One review of studies found that caregivers reported improved breastfeeding, better feeding outcomes, less nipple pain, adequate weight gain, and speech improvements. The most common harm reported in these studies was minimal bleeding with one case requiring reoperation.
A study by Face Mouth & Jaw Surgery (FMJS) journal reported 89% of participants found their pre-operative issues were resolved which included feeding difficulties within 4 weeks after surgery. Within just one week 75% of those individuals saw improvements in 1 week. Of the 100 responses to the survey they were able to indicate a high level of satisfaction at 98.2%.

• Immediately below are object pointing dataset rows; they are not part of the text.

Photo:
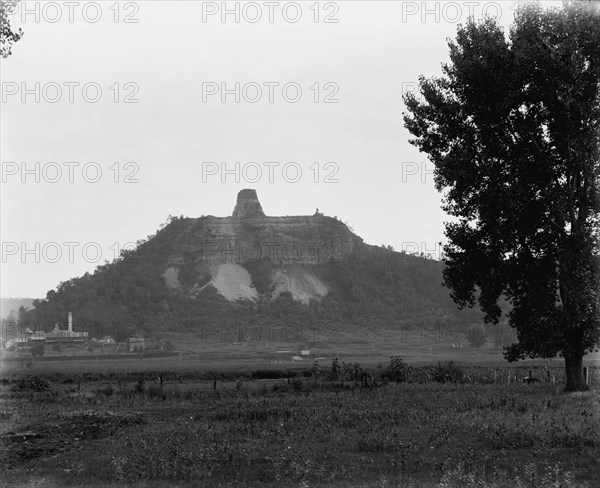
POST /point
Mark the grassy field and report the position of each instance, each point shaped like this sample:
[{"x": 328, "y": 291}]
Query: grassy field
[{"x": 442, "y": 425}]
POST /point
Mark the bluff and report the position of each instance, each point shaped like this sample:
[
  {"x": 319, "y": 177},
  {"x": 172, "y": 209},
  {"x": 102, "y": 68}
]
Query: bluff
[{"x": 250, "y": 266}]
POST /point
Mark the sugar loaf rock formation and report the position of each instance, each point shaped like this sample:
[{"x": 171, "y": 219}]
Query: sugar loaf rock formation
[
  {"x": 247, "y": 205},
  {"x": 213, "y": 251}
]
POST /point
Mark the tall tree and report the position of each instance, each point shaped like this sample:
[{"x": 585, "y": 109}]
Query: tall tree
[
  {"x": 513, "y": 129},
  {"x": 7, "y": 35}
]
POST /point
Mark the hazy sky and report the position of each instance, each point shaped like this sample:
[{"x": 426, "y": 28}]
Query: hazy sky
[{"x": 110, "y": 172}]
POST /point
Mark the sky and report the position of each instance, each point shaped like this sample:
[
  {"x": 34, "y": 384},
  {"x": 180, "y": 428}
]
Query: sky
[{"x": 116, "y": 115}]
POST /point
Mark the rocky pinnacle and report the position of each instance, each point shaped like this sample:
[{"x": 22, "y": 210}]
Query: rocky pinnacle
[{"x": 247, "y": 205}]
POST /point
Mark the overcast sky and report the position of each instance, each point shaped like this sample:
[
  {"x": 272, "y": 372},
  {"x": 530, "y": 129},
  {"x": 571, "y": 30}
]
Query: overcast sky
[{"x": 172, "y": 59}]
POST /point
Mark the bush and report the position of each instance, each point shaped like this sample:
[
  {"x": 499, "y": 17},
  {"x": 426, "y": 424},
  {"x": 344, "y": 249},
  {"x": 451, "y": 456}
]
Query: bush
[{"x": 397, "y": 370}]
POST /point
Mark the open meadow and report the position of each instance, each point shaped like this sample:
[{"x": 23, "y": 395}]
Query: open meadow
[{"x": 389, "y": 425}]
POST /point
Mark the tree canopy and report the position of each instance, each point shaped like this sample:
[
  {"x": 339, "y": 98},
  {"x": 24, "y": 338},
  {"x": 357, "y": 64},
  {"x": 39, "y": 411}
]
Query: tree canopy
[
  {"x": 7, "y": 36},
  {"x": 513, "y": 129}
]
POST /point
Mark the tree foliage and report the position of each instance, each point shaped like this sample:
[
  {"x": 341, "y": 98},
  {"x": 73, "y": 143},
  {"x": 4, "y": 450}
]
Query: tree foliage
[
  {"x": 7, "y": 35},
  {"x": 513, "y": 128}
]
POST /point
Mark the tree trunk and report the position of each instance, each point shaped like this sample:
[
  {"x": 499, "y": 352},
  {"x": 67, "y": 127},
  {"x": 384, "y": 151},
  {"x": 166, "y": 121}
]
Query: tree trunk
[{"x": 574, "y": 370}]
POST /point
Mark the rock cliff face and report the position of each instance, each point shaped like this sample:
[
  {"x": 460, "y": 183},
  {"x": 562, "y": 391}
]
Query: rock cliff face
[
  {"x": 208, "y": 247},
  {"x": 247, "y": 205},
  {"x": 249, "y": 235}
]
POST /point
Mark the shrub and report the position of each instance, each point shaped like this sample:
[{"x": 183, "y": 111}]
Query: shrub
[{"x": 397, "y": 370}]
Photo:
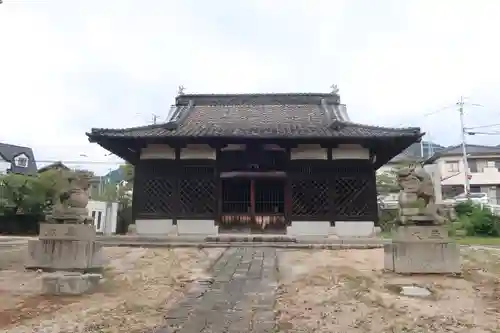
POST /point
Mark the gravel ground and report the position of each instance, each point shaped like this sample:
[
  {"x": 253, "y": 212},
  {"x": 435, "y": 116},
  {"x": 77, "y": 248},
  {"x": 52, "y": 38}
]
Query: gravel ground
[
  {"x": 139, "y": 286},
  {"x": 347, "y": 291}
]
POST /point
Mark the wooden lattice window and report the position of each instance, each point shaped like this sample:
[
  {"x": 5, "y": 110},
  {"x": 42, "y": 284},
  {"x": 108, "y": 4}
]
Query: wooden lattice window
[
  {"x": 157, "y": 197},
  {"x": 309, "y": 197},
  {"x": 353, "y": 197},
  {"x": 197, "y": 197}
]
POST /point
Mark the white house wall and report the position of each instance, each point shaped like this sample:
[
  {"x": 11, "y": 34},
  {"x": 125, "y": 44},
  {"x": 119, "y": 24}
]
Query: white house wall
[
  {"x": 490, "y": 175},
  {"x": 198, "y": 152},
  {"x": 4, "y": 165},
  {"x": 157, "y": 151},
  {"x": 163, "y": 151},
  {"x": 309, "y": 152}
]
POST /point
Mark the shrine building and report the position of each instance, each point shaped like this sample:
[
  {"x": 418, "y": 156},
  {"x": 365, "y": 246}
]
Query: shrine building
[{"x": 256, "y": 163}]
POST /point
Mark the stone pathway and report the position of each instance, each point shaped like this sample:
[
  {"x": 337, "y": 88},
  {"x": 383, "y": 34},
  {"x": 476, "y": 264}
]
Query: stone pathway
[{"x": 239, "y": 298}]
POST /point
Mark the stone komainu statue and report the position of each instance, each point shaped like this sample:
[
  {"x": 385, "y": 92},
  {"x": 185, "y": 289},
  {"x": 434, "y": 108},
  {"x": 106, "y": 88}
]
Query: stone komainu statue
[
  {"x": 71, "y": 204},
  {"x": 417, "y": 200}
]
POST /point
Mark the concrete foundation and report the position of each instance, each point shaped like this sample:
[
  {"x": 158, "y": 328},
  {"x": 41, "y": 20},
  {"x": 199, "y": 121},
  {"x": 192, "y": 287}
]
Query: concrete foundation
[
  {"x": 68, "y": 283},
  {"x": 422, "y": 249},
  {"x": 65, "y": 255}
]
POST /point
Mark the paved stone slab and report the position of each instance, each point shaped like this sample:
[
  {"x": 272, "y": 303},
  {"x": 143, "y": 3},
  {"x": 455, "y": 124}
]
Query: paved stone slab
[{"x": 240, "y": 298}]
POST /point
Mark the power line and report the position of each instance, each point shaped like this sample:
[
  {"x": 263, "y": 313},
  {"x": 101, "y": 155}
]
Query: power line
[
  {"x": 463, "y": 133},
  {"x": 483, "y": 126},
  {"x": 483, "y": 133},
  {"x": 79, "y": 162}
]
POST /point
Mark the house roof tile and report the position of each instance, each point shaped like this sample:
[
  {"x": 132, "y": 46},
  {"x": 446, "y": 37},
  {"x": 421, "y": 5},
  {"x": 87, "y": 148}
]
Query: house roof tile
[{"x": 8, "y": 152}]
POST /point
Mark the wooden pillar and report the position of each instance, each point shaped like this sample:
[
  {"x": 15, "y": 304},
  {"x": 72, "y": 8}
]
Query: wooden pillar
[
  {"x": 252, "y": 198},
  {"x": 288, "y": 189},
  {"x": 288, "y": 201},
  {"x": 176, "y": 182},
  {"x": 218, "y": 187}
]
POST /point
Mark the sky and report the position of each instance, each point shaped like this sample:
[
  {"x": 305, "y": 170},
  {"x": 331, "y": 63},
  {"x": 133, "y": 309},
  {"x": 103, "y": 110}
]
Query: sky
[{"x": 69, "y": 66}]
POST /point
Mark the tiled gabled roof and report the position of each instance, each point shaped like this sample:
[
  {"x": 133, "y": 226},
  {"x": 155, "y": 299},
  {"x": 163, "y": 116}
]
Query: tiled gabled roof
[
  {"x": 8, "y": 152},
  {"x": 257, "y": 115}
]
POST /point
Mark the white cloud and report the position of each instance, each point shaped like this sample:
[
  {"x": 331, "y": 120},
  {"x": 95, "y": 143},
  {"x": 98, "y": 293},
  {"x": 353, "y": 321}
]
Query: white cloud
[{"x": 68, "y": 66}]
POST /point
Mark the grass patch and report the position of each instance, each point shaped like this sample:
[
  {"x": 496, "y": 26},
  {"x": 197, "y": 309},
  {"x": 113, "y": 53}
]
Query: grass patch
[
  {"x": 476, "y": 240},
  {"x": 468, "y": 240}
]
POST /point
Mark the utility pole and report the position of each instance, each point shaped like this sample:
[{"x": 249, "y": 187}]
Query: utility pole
[
  {"x": 460, "y": 105},
  {"x": 155, "y": 117}
]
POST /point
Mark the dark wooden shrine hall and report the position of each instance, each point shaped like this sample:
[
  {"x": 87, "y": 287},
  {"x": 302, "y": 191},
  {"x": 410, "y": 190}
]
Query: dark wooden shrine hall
[{"x": 281, "y": 163}]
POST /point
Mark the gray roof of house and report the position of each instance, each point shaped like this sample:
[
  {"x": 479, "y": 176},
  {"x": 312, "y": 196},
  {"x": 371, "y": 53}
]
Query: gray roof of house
[
  {"x": 472, "y": 150},
  {"x": 9, "y": 152},
  {"x": 307, "y": 115}
]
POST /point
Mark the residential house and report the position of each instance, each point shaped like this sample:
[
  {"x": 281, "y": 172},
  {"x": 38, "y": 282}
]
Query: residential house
[
  {"x": 96, "y": 183},
  {"x": 484, "y": 170},
  {"x": 17, "y": 159},
  {"x": 53, "y": 166}
]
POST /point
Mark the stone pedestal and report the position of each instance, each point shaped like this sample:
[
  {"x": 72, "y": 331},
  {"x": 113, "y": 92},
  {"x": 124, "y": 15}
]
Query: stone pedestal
[
  {"x": 422, "y": 249},
  {"x": 65, "y": 247},
  {"x": 68, "y": 283}
]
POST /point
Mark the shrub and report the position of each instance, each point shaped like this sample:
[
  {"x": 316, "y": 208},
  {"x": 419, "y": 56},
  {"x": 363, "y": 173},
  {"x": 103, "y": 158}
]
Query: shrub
[
  {"x": 387, "y": 218},
  {"x": 477, "y": 220}
]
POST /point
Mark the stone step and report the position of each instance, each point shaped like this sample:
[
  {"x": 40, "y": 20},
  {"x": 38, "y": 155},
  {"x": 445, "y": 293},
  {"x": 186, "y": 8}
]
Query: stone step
[{"x": 251, "y": 238}]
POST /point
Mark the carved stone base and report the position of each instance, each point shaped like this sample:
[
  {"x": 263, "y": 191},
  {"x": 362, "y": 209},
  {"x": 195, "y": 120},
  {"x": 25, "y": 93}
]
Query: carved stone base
[
  {"x": 65, "y": 255},
  {"x": 422, "y": 249}
]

Whether a parent, caregiver, or adult is considering a tongue or lip tie reversal it is not a decision to make lightly. It is becoming a more common procedure, but this does not necessarily mean that it is what is best for every individual at all times. Each person and caregiver must take their unique circumstances into consideration like their support system, the potential for aftercare, and their ability to provide potential care or therapy if they opt to not have the tongue or lip tie treated.
Each person must weigh the risk and benefits of going forth with the procedure or not. At minimum, there should be a plan in place for post-operative care and exercises. Craniosacral Therapy from a skilled Chiropractor is one of the most effective means to ensure adequate aftercare and reduced risk of reattachment.